En Centroamérica existían pandillas callejeras antes de las guerras civiles, pero el fenómeno de las maras tal y como se entiende en nuestros días nació en los años 80 en Los Ángeles”, explica María Luisa Pastor Gómez, autora del estudio “Las maras centroamericanas”, para el Instituto Español de Estudios Estratégicos (IEEE).

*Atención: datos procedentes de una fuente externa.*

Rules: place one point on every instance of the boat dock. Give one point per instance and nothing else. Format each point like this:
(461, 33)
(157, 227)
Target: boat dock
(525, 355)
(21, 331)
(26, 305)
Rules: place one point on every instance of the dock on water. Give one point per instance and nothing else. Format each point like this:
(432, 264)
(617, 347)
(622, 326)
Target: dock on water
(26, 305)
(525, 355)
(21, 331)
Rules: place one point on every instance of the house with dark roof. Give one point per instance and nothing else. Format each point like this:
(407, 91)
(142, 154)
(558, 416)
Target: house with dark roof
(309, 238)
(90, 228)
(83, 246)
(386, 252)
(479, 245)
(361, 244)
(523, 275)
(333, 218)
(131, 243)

Las guerras civiles empujaron a ciudadanos del Triángulo Norte a Estados Unidos, siendo Los Ángeles el destino preferente. Entre los 80 y los 90 “la población inmigrante centroamericana en el vecino del norte se triplicó, lo que se tradujo en “exclusión social e incluso violencia étnica”. Para defenderse, la diáspora centroamericana se unió primero a las pandillas chicanas y terminó formando las suyas.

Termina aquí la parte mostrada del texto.